– Когда она поднялась для царственных поклонов, подол порвался с таким звуком, словно у нее морда треснула, – мрачно ухмылялась полуармянка, с явным удовольствием вспоминая удачный эпизод своей трудовой биографии. – Б-же, как она визжала за кулисами! Я думала, ее апоплексический удар хватит и придется на похороны скидываться, а тут зарплату задержали, как назло…

Для человека, посвятившего себя музыке, Перване была грубовата и излишне резка и представлялась окружающим вполне устойчивой, но только Руфи С. знала, что девушка уже несколько лет скрывает глубокую, почти тектоническую трещину в своем сердце. В этом разломе со всеми удобствами и особым цинизмом расположился молодой литаврист – писаный красавец и отъявленный подонок.

Современный Дон Жуан не имел постоянного места жительства и кочевал от одной постели к другой, задерживаясь ровно до тех пор, пока его не вышвыривали со скандалом или, наоборот, не предпринимали попыток оставить насовсем. Он ревностно следил, чтобы стены его излюбленного обиталища в груди Перване не сдвигались и ни в коем случае не нарушали его комфорта и свободы телодвижений, которые у него были на удивление ритмичными.

– Это профессиональное, – горько пошутила Перване, когда им с Руфи удалось уединиться в Ванной, пристроившись на бортике над спящим Некто. – Главное в его партии – вовремя вступить и не терять чувство ритма.

– Зато чувство такта у него явно отсутствует.

– Мм, такт! Я вчера уронила под кровать карандаш, а вытащила красный бюстгальтер. Показываю ему, а он так брови вскинул, выдержал паузу – ровно два такта! – и спрашивает со скукой: «А это разве не твой?» Ну да, вот только на два размера меньше.

– Ну и мудак… Послушай, это ужасно, но, может, на этот раз ты уже окончательно его прогонишь? Сколько можно тратить время на урода?

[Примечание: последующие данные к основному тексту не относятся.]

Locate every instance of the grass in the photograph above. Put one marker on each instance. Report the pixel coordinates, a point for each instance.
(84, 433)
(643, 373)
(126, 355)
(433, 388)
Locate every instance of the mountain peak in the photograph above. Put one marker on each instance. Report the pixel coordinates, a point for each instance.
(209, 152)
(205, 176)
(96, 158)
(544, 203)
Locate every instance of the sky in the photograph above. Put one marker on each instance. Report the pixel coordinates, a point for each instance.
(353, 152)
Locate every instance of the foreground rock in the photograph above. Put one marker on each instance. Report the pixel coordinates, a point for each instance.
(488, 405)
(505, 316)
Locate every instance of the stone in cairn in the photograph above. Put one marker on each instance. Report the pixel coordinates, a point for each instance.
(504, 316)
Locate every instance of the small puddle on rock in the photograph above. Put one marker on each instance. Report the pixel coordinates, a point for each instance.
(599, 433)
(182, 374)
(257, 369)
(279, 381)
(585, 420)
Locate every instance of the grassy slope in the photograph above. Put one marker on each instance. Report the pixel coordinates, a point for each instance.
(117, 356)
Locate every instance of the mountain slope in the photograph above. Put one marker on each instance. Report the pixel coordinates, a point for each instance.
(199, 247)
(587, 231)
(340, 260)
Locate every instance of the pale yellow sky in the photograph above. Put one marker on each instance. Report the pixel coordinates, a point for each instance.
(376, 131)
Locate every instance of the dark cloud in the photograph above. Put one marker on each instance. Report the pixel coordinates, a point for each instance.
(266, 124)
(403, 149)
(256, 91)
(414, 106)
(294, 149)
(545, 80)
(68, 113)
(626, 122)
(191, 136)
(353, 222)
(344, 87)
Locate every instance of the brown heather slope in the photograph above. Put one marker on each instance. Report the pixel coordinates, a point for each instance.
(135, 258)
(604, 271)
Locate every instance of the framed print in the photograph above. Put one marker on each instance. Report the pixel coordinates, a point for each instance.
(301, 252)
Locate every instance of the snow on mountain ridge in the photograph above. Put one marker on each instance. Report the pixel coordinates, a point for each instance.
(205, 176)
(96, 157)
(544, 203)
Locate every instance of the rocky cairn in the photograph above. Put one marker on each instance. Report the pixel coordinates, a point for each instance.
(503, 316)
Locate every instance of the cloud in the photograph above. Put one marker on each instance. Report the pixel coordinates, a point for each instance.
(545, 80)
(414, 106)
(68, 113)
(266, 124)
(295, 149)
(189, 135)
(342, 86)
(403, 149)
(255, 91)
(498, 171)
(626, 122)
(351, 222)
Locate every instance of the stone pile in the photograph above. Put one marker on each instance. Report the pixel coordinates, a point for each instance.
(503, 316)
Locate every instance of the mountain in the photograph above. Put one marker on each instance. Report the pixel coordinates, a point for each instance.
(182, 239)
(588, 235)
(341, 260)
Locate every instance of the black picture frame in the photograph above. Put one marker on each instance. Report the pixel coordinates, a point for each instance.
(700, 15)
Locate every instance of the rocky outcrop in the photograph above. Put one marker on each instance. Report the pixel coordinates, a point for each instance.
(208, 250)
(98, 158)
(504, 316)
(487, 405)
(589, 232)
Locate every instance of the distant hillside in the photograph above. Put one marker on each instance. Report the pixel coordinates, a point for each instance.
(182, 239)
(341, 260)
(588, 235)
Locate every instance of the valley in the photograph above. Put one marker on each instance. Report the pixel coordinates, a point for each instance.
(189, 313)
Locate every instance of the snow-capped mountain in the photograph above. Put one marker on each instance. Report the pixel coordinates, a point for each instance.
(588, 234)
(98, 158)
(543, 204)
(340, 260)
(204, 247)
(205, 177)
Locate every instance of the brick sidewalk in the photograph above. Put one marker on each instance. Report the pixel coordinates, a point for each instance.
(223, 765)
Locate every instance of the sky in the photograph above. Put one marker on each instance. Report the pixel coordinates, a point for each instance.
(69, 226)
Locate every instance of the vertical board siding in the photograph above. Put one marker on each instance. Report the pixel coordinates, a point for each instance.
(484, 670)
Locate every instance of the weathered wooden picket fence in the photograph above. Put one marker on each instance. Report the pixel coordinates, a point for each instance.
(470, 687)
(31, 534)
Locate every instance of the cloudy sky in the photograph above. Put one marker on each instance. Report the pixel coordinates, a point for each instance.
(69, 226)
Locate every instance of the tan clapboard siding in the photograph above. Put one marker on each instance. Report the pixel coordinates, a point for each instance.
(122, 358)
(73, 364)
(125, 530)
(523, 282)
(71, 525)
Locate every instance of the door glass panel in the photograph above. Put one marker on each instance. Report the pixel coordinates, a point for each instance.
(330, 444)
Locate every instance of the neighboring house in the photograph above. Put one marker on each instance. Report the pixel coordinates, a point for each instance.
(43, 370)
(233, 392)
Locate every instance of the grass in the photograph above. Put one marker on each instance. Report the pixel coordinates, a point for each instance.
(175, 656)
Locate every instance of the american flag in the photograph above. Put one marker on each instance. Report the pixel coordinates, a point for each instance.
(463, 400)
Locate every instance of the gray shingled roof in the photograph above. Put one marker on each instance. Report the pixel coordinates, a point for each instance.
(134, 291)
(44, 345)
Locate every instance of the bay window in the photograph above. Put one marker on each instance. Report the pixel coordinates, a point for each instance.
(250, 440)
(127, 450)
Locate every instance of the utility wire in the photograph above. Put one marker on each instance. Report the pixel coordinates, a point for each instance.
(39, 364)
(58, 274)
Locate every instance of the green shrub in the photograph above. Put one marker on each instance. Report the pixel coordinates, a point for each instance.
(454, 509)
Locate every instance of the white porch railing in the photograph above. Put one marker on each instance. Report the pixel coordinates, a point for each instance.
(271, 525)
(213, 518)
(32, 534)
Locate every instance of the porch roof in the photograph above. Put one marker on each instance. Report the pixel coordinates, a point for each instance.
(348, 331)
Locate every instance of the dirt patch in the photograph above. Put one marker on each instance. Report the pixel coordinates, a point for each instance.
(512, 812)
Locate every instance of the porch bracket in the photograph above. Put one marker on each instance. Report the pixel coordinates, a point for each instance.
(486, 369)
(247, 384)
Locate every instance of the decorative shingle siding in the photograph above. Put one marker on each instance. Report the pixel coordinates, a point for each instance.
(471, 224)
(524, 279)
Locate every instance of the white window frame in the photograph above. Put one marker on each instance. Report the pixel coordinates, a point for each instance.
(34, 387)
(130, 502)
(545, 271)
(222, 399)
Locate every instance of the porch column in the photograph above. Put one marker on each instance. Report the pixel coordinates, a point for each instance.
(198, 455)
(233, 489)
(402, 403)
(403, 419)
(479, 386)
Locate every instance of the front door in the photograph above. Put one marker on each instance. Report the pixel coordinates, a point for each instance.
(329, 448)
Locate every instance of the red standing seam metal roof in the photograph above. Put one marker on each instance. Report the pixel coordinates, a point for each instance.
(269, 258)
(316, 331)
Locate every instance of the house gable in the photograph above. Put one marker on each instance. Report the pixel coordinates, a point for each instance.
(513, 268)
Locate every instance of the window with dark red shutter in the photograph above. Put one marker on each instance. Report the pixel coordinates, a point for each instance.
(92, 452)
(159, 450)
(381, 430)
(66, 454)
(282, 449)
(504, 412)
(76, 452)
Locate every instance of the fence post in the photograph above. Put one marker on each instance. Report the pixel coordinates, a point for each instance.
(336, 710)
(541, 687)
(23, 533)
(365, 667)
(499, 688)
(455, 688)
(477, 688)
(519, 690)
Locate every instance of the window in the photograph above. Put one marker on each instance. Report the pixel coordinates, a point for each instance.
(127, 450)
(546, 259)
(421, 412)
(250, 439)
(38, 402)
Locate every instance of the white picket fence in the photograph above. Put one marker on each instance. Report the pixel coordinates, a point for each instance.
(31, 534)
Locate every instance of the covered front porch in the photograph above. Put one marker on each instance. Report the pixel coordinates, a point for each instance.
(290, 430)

– Да он и так ушел. Всегда, когда не собирается возвращаться вечером, забирает зубную щетку из ванной. Кстати, карандаш я так и не нашла, пришлось пойти в оркестр с одним накрашенным глазом, – сказала Перване и расплакалась, уткнувшись в плечо Руфи.

В этот момент в дверь тихонько поскреблись, и в приоткрывшийся проем заглянула Ноэминь.

– Что-то случилось? – спросила она и тут же оборвала себя: – Извини, Перване, глупый вопрос.

Гостья потрясла головой, стряхивая соленую воду с подбородка, и отвела назад тонкой костистой рукой густую гриву, спадавшую по широкой спине до пояса. Всхлипнув пару раз и так ничего и не ответив, она вопросительно и даже с вызовом взглянула на Ноэминь, которая все еще стояла в проеме и со сдержанным беспокойством, приличествующим врачу на приеме, смотрела на чужое горе. По непонятным причинам Перване недолюбливала новую жилицу, а та, чувствуя недоброжелательное к себе отношение, просто обходила громкую гостью стороной, никак не реагируя на выпады в свой адрес.

– Кыся начала раздавать паэлью, вас приглашают к столу, – проговорила Ноэминь, отведя наконец всепроникающий взгляд от гостьи, и обратилась к Руфи, – Я могу сказать, что вы еще разговариваете.

– Нет, мы сейчас подтянемся, – поспешно ответила Руфь, пытаясь бодрым тоном успокоить воздух ванной, который уже почти потрескивал от растущего напряжения.

Ноэминь кивнула, еще раз задумчиво взглянула на Перване и удалилась беззвучными шагами, предварительно вернув на место резную дверь.

Через несколько минут летний вечер наполнил Неспящую ароматом шафрана и приглушенно-невнятными возгласами одобрения в адрес поварихи. Гастрономическое удовольствие объединяет большую компанию как ничто другое, а уютная тяжесть в желудке утешает. Перване в этот день ночевала в комнате Руфи, ее ждали приятная беседа в Юрте, тихая ночь и поздний завтрак с друзьями – здесь не было места печали.